Women aged 30 years or older, those with complications during pregnancy and those with a gestational age over 40 weeks have been shown to have an increased risk of post- partum disseminated intravascular coagulation. In addition, these factors may further increase the risk associated with labor induction (see ADVERSE REACTIONS).Therefore, in these women, use of dinoprostone should be undertaken with caution. Measures should be applied to detect as soon as possible an evolving fibrinolysis in the immediate post-partum phase.

The Clinician should be alert that the intracervical placement of dinoprostone gel may result in inadvertent disruption and subsequent embolization of antigenic tissue causing in rare circumstances the development of Anaphylactoid Syndrome of Pregnancy (Amniotic Fluid Embolism).

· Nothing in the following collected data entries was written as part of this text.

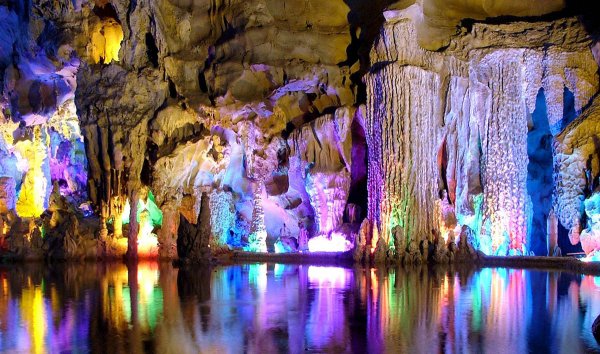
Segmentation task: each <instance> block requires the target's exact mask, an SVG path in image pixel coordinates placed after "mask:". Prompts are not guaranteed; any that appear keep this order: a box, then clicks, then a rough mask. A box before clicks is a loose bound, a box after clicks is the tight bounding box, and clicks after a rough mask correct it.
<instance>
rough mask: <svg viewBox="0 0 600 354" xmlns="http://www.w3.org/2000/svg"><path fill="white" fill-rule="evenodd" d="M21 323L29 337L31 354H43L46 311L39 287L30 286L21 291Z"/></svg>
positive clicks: (42, 295) (44, 335)
mask: <svg viewBox="0 0 600 354" xmlns="http://www.w3.org/2000/svg"><path fill="white" fill-rule="evenodd" d="M21 301H22V304H21V311H22V316H23V322H24V323H25V325H26V327H27V331H28V332H29V335H30V336H31V341H32V343H31V344H32V346H33V348H32V349H33V350H32V352H33V353H44V352H45V350H44V337H45V336H46V329H47V328H46V321H45V318H46V309H45V307H44V297H43V294H42V289H41V287H39V286H32V285H30V286H29V287H28V288H27V289H24V290H23V295H22V296H21Z"/></svg>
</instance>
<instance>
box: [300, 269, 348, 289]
mask: <svg viewBox="0 0 600 354" xmlns="http://www.w3.org/2000/svg"><path fill="white" fill-rule="evenodd" d="M351 276H352V273H351V271H350V270H349V269H345V268H341V267H319V266H310V267H308V281H309V283H310V284H311V287H318V288H336V289H345V288H346V287H348V284H349V283H350V281H351Z"/></svg>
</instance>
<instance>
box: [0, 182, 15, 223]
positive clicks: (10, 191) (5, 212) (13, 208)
mask: <svg viewBox="0 0 600 354" xmlns="http://www.w3.org/2000/svg"><path fill="white" fill-rule="evenodd" d="M16 200H17V196H16V185H15V179H14V178H12V177H0V214H8V213H9V212H10V211H11V210H15V205H16Z"/></svg>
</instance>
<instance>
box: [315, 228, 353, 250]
mask: <svg viewBox="0 0 600 354" xmlns="http://www.w3.org/2000/svg"><path fill="white" fill-rule="evenodd" d="M352 247H353V245H352V242H350V241H348V240H347V239H346V237H345V236H344V235H343V234H340V233H335V232H334V233H332V234H331V236H330V237H327V236H325V235H321V236H316V237H313V238H311V239H310V240H308V250H309V251H310V252H347V251H350V250H351V249H352Z"/></svg>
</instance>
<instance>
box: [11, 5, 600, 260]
mask: <svg viewBox="0 0 600 354" xmlns="http://www.w3.org/2000/svg"><path fill="white" fill-rule="evenodd" d="M562 10H565V11H566V12H563V13H561V12H557V11H562ZM582 11H583V10H582V7H577V6H576V5H574V4H571V3H565V2H563V1H558V0H556V1H555V0H552V1H541V0H527V1H514V0H507V1H495V2H491V1H483V0H473V1H470V2H464V1H457V0H452V1H442V0H419V1H411V0H408V1H404V0H403V1H391V0H390V1H388V0H377V1H362V0H356V1H342V0H331V1H314V0H307V1H304V0H302V1H300V0H285V1H278V0H250V1H242V0H232V1H227V2H222V1H215V0H193V1H183V0H159V1H128V0H102V1H100V0H97V1H90V0H77V1H66V2H65V1H63V2H60V1H46V0H34V1H31V2H17V3H16V4H14V5H13V4H10V3H9V4H4V3H3V4H1V5H0V19H1V20H2V22H1V24H0V78H1V84H2V95H1V97H0V107H1V110H0V181H5V182H6V181H8V182H9V183H3V184H0V214H2V223H4V225H7V227H6V229H7V230H10V231H9V232H8V234H9V235H16V233H19V232H20V233H22V234H23V235H25V236H15V237H13V238H10V237H9V240H10V242H3V244H4V245H12V246H10V247H12V250H14V251H16V252H17V253H18V252H20V253H21V254H25V253H28V248H31V249H32V250H31V252H29V253H31V254H39V253H40V252H41V253H43V252H44V250H42V248H43V247H42V244H43V242H41V241H40V240H41V239H42V237H41V231H40V225H41V224H42V221H41V220H42V219H43V218H44V217H46V216H47V215H45V214H44V213H46V214H47V213H49V212H46V210H47V209H48V208H49V207H51V206H52V205H53V204H52V201H51V193H52V190H53V186H55V185H57V186H58V187H57V188H58V189H57V191H58V193H59V194H60V195H62V196H63V197H64V198H65V200H66V202H67V203H68V204H70V205H72V206H73V207H74V209H73V210H76V212H75V213H73V212H71V213H70V214H69V215H74V217H75V219H73V218H71V217H66V216H65V217H64V218H62V219H61V218H59V216H60V215H59V214H60V213H58V214H57V213H55V212H52V213H51V215H54V217H56V218H59V219H61V220H64V221H65V225H64V228H60V227H59V229H57V230H63V229H64V230H67V234H68V235H70V236H69V237H67V238H65V240H67V241H68V242H67V241H65V242H67V243H61V242H63V241H64V240H63V239H60V240H59V241H57V242H59V243H60V247H58V246H57V247H54V248H53V249H57V250H58V251H57V252H56V253H57V254H58V253H60V252H66V253H67V254H72V255H76V256H78V257H79V256H81V254H83V253H86V252H78V251H77V252H76V251H75V249H77V248H89V249H95V250H98V251H97V253H98V254H105V255H106V254H112V255H114V254H121V253H122V252H121V251H122V250H123V249H127V248H128V249H129V251H128V252H129V256H131V257H135V256H136V254H137V250H136V247H137V244H138V241H139V238H140V237H141V236H140V235H142V236H143V235H156V237H154V238H150V239H151V240H154V239H156V242H157V244H158V246H159V250H158V254H159V255H160V256H162V257H167V258H174V257H177V256H178V252H177V247H176V246H177V244H178V242H179V245H180V246H181V242H180V241H181V238H182V237H183V238H186V239H187V240H188V241H186V242H184V243H185V244H186V245H188V246H189V245H192V246H189V247H188V246H186V247H183V248H181V247H179V248H180V252H179V253H181V250H184V249H185V250H186V252H187V253H185V254H183V255H182V254H179V255H180V256H186V257H189V258H192V259H196V260H200V258H207V257H208V256H209V253H210V252H209V251H212V252H213V253H215V252H217V250H219V252H227V250H228V249H229V247H231V248H238V249H244V248H245V249H247V250H253V251H270V252H272V251H275V250H277V249H281V250H285V251H293V250H295V249H299V250H302V251H304V250H306V249H307V247H309V245H310V244H311V242H310V240H311V239H312V240H315V239H316V237H319V238H318V239H316V240H317V241H318V243H319V244H320V245H321V246H322V245H325V246H324V247H330V246H331V247H334V246H333V244H335V243H336V242H337V243H338V244H344V245H348V244H350V245H355V246H356V247H355V248H356V249H355V258H356V259H357V260H363V259H364V260H376V261H382V262H384V261H387V260H390V259H394V260H395V261H398V262H406V263H415V262H421V261H424V260H425V261H426V260H430V259H434V260H437V261H439V262H446V261H456V260H460V259H462V260H468V259H473V255H474V254H475V250H480V251H483V252H485V253H487V254H499V255H505V254H523V253H529V252H530V251H532V250H533V249H535V250H536V252H538V253H539V252H542V253H546V252H548V253H555V252H556V251H557V249H558V250H560V249H559V248H558V244H559V243H561V242H563V241H564V240H563V239H564V237H566V236H565V235H562V236H561V233H562V231H560V230H562V228H561V227H559V226H562V227H564V228H566V229H567V230H568V231H569V235H568V236H570V239H571V242H574V243H577V242H579V240H581V244H582V246H584V250H586V252H587V253H590V252H593V249H595V247H591V246H589V245H590V244H593V243H594V242H596V241H595V240H596V236H594V235H595V234H594V231H593V230H594V227H595V226H594V225H595V223H594V221H593V220H594V218H595V216H596V214H597V213H596V211H595V208H591V207H590V208H588V207H587V206H586V205H585V203H584V200H591V199H590V198H591V196H592V193H593V192H594V190H595V189H596V187H597V186H598V182H597V179H598V176H599V175H600V157H599V156H600V153H599V149H598V148H597V145H598V144H597V142H596V140H597V139H596V138H595V136H596V135H597V134H596V133H597V132H596V130H597V126H598V124H596V123H597V122H596V120H597V118H598V112H597V110H598V99H597V98H595V97H596V95H597V92H598V89H599V80H598V62H599V60H598V57H599V56H598V44H597V43H596V42H595V41H594V38H597V37H596V36H595V35H596V34H595V33H593V32H590V31H593V30H594V25H593V21H592V23H590V21H589V16H586V15H587V14H586V13H582ZM572 15H582V16H579V17H573V16H572ZM540 122H541V123H540ZM540 149H542V150H543V149H545V150H543V151H542V153H539V154H538V153H536V152H535V151H537V150H540ZM544 153H545V155H544ZM550 159H551V160H552V162H549V161H550ZM367 170H368V172H367ZM10 181H14V184H13V183H12V182H10ZM13 185H14V187H13ZM3 186H4V187H3ZM55 189H56V188H55ZM367 190H368V197H367ZM149 191H152V192H153V194H154V196H155V197H156V205H157V206H158V207H159V208H160V209H161V210H162V214H163V218H164V222H163V223H162V225H158V224H154V223H153V222H152V223H151V222H149V220H150V219H151V218H150V219H149V216H150V215H149V214H150V211H148V210H147V208H146V206H147V205H146V204H145V203H146V202H147V197H146V196H147V195H149ZM55 192H56V191H55ZM88 199H89V200H88ZM128 201H129V202H130V205H131V207H129V208H128V207H127V206H128ZM139 201H142V202H143V203H142V204H141V205H142V209H140V210H138V202H139ZM590 203H591V202H588V204H590ZM590 205H591V204H590ZM144 208H146V209H144ZM13 209H14V210H13ZM588 209H589V211H588ZM584 210H585V213H584ZM92 212H93V213H95V214H96V217H97V219H94V220H95V221H94V222H98V223H99V231H98V230H96V231H90V229H89V228H86V229H85V230H83V229H84V228H85V227H87V226H85V227H84V225H87V222H83V221H85V220H86V219H84V218H83V217H84V215H85V216H88V215H89V214H92ZM140 214H141V215H142V217H141V218H140ZM365 216H366V217H367V218H368V220H367V221H363V217H365ZM50 219H52V217H51V218H50ZM90 220H91V219H90ZM76 221H77V222H76ZM361 223H362V227H360V229H359V225H361ZM125 224H128V226H124V225H125ZM76 229H77V230H76ZM79 229H81V230H79ZM78 230H79V231H78ZM86 230H87V231H86ZM536 230H537V231H536ZM540 230H541V231H540ZM2 232H3V237H4V233H6V232H5V230H2ZM96 232H97V234H96ZM544 232H546V233H547V235H542V234H543V233H544ZM86 233H88V234H86ZM537 234H540V235H541V236H540V235H537ZM190 235H192V236H193V235H196V236H197V235H201V239H202V242H201V243H198V244H197V245H196V244H195V243H194V242H192V241H190V240H189V239H190V237H191V236H190ZM548 235H549V236H550V237H549V238H548ZM86 237H87V240H93V241H94V242H95V241H96V240H98V241H99V242H97V244H96V245H95V246H94V245H91V243H90V245H89V246H88V245H87V244H86V242H87V241H86V240H84V239H86ZM71 238H72V239H73V242H74V244H76V245H80V246H72V245H73V243H69V242H70V241H69V240H70V239H71ZM127 240H129V242H128V245H127V246H128V247H124V246H126V244H127ZM336 240H337V241H336ZM338 241H339V242H338ZM546 241H547V242H546ZM152 242H154V241H152ZM314 243H315V241H313V242H312V244H314ZM584 244H585V245H584ZM209 245H210V247H209ZM226 245H227V246H228V247H225V246H226ZM586 245H587V246H586ZM155 246H156V245H149V246H148V247H150V248H153V247H155ZM588 246H589V247H588ZM2 247H4V246H2ZM7 247H8V246H7ZM10 247H9V248H10ZM344 247H345V246H344ZM561 247H562V246H561ZM209 248H210V249H211V250H209ZM48 250H49V249H48V248H47V247H46V249H45V252H49V251H48ZM36 252H37V253H36ZM87 253H90V254H92V253H94V252H92V251H90V252H87Z"/></svg>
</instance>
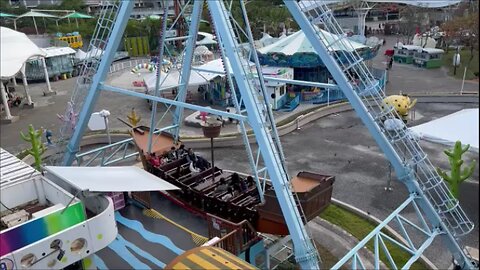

There have been post-marketing reports of serious and life-threatening hypersensitivity reactions including anaphylaxis and angioedema with PREPIDIL Gel (dinoprostone). Onset of these reported reactions occurred within minutes to hours after initiation with PREPIDIL Gel (dinoprostone). If a hypersensitivity reaction is suspected, if possible remove PREPIDIL Gel (dinoprostone). Assess for other potential causes of the event, and institute symptomatic and supportive therapy, as needed.

6 Adverse Reactions

Post-marketing surveillance:

(additions underlined)

Blood and lymphatic system disorders: An increased risk of post-partum disseminated intravascular coagulation has been described in patients whose labor was induced by pharmacological means, either with dinoprostone or oxytocin (see WARNINGS). The frequency of this adverse event, however, appears to be rare (<1 per 1,000 labors).

Immune system disorders: Hypersensitivity reactions (e.g., Anaphylactic reaction, Anaphylactic shock, Anaphylactoid reaction).